- Thus, it seems clear that even where the evidence demonstrates a material change since the previous Order, a Court may well be entitled to nonetheless find that it is not in the best interests of a child for the proceedings to continue. Does the corollary apply? In other words, even if the Court finds that there is not a material change since the previous Order, can the Court nonetheless find that it is in the best interests of the child for the Orders to be revisited?
- This Court believes that the answer is, probably, yes. The Court’s statutory responsibility to make Orders in the best interests of the child cannot, as a matter of law, be fettered by any agreement between the parents as to what they consider to be in the best interests of their child at a particular time. There are obviously good reasons why, in many cases, perhaps in the vast majority of cases, a Court would not readily intervene in those circumstances. That is not to say that the Court does not have the power to do so.

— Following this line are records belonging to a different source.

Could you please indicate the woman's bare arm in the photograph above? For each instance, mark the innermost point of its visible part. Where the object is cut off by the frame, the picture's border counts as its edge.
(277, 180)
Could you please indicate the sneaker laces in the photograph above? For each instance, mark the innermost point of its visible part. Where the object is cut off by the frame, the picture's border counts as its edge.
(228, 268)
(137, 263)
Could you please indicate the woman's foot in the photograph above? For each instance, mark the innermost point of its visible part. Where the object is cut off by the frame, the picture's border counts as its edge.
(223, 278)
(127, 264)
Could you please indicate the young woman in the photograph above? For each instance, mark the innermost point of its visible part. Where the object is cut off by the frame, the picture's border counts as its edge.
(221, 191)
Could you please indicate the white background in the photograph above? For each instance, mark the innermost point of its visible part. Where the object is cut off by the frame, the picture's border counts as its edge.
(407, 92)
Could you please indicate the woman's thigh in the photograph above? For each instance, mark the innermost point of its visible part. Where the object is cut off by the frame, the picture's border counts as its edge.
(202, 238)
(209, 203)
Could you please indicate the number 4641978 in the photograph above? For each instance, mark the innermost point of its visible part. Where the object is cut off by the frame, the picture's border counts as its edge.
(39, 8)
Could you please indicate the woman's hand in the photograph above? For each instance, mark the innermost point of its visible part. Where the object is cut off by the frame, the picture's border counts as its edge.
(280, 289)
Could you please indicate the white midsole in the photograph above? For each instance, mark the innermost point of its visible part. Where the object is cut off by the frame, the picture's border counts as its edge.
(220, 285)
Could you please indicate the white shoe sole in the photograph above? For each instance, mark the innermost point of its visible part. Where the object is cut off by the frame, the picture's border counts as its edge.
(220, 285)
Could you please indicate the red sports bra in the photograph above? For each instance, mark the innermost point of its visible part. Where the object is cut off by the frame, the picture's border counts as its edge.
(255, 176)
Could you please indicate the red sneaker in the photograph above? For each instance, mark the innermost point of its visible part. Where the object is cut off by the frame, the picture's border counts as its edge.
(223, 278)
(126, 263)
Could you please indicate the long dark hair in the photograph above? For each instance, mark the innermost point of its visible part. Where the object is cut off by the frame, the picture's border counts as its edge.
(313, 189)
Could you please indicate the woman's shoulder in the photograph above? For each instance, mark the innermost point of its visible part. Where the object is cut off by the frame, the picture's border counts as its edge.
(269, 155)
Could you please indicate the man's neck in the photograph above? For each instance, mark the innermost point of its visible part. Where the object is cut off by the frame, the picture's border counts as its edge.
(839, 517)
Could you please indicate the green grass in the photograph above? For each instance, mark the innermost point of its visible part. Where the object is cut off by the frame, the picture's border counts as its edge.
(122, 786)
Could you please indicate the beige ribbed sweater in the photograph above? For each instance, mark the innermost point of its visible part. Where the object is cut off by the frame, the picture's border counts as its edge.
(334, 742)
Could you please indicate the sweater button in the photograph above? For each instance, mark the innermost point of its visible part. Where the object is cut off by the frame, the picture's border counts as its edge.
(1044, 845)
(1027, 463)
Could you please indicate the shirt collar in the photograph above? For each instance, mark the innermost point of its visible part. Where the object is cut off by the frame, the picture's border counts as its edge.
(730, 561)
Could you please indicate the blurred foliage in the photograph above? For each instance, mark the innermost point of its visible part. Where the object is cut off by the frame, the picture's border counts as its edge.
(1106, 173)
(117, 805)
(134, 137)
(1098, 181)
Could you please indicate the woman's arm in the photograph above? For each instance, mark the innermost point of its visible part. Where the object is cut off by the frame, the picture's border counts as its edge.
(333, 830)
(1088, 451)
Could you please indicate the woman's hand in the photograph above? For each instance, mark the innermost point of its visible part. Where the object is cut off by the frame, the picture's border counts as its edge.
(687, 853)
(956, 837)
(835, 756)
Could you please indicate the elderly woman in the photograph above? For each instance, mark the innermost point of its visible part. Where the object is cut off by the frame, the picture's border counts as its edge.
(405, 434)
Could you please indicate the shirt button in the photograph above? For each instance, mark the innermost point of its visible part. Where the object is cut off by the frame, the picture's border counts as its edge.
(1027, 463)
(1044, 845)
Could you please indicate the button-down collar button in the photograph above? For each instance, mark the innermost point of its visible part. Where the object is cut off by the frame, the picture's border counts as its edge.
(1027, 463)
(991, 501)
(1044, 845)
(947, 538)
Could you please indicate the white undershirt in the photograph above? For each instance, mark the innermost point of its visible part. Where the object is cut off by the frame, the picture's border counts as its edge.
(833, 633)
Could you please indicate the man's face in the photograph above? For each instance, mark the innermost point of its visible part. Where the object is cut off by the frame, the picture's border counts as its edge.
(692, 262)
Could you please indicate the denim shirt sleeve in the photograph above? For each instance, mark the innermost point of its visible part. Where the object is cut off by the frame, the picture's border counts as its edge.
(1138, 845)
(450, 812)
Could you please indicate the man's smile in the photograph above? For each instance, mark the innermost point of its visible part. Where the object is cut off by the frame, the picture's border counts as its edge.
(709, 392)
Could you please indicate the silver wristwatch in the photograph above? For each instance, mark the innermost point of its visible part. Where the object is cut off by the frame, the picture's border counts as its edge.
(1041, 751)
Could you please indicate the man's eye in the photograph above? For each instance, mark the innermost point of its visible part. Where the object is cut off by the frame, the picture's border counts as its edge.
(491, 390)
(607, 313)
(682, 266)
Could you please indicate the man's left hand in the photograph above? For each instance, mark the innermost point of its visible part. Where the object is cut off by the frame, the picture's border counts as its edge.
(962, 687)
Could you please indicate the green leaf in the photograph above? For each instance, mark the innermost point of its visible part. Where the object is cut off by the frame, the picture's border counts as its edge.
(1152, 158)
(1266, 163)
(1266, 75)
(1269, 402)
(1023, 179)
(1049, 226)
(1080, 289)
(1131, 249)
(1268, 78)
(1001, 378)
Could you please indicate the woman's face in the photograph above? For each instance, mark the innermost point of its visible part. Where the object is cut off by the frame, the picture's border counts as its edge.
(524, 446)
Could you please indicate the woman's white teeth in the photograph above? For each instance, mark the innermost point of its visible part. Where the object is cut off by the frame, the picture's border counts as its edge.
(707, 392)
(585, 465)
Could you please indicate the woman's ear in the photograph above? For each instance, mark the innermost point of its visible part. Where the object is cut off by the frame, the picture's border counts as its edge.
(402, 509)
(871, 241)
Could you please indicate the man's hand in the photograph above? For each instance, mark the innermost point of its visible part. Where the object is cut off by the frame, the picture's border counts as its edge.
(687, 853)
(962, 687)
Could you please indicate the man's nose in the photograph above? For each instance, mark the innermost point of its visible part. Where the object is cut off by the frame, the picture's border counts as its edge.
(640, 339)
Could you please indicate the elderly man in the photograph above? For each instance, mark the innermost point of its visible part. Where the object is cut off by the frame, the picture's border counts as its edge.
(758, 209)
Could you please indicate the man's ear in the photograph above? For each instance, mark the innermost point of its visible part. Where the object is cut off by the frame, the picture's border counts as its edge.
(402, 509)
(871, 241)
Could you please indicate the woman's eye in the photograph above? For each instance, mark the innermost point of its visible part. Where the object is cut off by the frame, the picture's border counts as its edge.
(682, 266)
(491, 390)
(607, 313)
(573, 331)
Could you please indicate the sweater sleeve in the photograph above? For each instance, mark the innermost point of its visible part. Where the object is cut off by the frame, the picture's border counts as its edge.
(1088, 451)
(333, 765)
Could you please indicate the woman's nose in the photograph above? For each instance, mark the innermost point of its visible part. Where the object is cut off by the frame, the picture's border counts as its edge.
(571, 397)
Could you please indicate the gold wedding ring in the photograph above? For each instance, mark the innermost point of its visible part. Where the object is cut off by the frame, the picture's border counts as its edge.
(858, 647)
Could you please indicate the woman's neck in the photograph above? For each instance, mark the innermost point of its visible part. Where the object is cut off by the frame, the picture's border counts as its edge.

- The rule in Rice & Asplund and, arguably, rule 16.05 of the Federal Circuit Rules when applied to a parenting case, do not supplant, or detract from the mandatory obligation on courts in s.60CA of the Family Law Act 1975 (‘the Act’) which states:
Child’s best interests paramount consideration in making a parenting order
In deciding whether to make a particular parenting order in relation to a child, a court must regard the best interests of the child as the paramount consideration.
- Thus, r.16.05 operates in a different sphere or context. If it were the case that r.16.05 operated in every undefended parenting order where the rule in Rice & Asplund could not be satisfied, or where it is otherwise not in the best interests of the children for the order to be varied or set aside, then the operation of r.16.05 would be elevated above the provisions of the Family Law Act itself. Hence, r.16.05 must be read subject to s.60CA of the Act which mandates that in deciding whether to make a particular order, the Court must regard the best interests of the child as the paramount consideration.
- It would not make sense, for example, for rule 16.05 to operate in a way that almost axiomatically results in the setting aside or varying of undefended parenting orders, if in so doing the Court is making an order that is not in the best interests of the child. In any event, as r. 16.05 explicitly states, it is a discretionary power given to a Court or a Registrar, even if the requirements in r.16.05(2) are satisfied.
- Thus, the Court must make an order that is in the best interests of the children in this case.